[RFC] Introducing the opaque pointer type

For background on opaque pointer types, see 1 and many other patches/threads searchable with “opaque pointers”.

While there’s been lots of work around making opaque pointers work, we don’t actually have a type like that in LLVM yet. https://reviews.llvm.org/D101704 introduces the opaque pointer type within LLVM so we can start playing around with the opaque pointer type and see what goes wrong. Much of the patch above is based on TNorthover’s branch from a couple years ago 2.

The opaque pointer type is essentially just a PointerType with a null pointee type. Calling getElementType() on an opaque pointer asserts.

Since the bitcode representation for non-opaque pointers contains the pointee type, we need a new bitcode type code for opaque pointers, which only contains the address space.
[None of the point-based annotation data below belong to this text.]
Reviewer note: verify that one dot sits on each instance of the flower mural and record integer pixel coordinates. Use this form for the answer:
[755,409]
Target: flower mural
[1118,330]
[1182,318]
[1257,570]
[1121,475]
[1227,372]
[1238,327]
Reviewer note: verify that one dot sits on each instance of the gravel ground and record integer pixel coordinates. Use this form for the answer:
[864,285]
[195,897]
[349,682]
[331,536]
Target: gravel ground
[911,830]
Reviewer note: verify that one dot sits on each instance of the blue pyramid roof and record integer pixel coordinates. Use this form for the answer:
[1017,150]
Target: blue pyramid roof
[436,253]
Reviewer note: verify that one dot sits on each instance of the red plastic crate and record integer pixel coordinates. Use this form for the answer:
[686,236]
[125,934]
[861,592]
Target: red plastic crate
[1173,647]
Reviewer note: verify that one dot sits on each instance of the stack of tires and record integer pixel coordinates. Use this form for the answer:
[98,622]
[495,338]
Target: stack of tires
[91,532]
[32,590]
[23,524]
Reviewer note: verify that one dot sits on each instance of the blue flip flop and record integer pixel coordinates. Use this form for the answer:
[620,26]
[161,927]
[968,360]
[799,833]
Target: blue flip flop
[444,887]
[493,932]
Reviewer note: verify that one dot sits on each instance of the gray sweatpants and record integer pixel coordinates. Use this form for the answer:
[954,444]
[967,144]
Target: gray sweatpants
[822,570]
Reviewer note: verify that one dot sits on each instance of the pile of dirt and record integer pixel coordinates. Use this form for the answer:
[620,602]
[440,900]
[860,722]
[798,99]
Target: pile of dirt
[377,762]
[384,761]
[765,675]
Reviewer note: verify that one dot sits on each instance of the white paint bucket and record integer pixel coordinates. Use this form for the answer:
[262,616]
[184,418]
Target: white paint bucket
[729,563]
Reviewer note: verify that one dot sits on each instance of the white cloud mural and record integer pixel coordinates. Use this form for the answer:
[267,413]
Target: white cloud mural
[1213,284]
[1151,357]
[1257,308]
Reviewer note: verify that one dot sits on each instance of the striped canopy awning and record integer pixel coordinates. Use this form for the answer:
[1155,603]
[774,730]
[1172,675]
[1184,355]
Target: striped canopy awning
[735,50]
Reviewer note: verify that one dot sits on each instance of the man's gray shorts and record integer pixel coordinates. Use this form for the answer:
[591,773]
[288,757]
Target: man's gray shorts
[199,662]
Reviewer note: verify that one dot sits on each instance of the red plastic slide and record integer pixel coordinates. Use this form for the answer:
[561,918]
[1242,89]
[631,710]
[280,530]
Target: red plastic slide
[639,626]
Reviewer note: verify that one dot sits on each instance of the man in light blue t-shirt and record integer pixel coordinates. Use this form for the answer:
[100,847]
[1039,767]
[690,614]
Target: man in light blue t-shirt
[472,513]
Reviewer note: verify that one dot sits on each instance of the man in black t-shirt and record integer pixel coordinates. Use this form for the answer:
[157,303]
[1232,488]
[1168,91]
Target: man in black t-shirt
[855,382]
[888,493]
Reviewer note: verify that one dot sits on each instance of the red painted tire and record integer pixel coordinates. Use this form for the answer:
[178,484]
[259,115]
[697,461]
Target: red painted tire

For the textual IR representation, the current proposal is to represent an opaque pointer type with “ptr” with an optional “addrspace(N)”. This seems consistent with existing uses of “addrspace(N)” and “ptr” seems right.
There are a couple alternatives. TNorthover’s version uses “pN” where “N” is the address space, so most pointers would be “p0”, and a pointer in address space #5 would be “p5”. I initially attempted something like “ptr(N)”, but the spelling is slightly ambiguous with function types. We could also simply use a void pointer, which LLVM currently does not allow 3.
Feel free to bikeshed.

Hi Arthur,

For background on opaque pointer types, see [1] and many other patches/threads searchable with “opaque pointers”.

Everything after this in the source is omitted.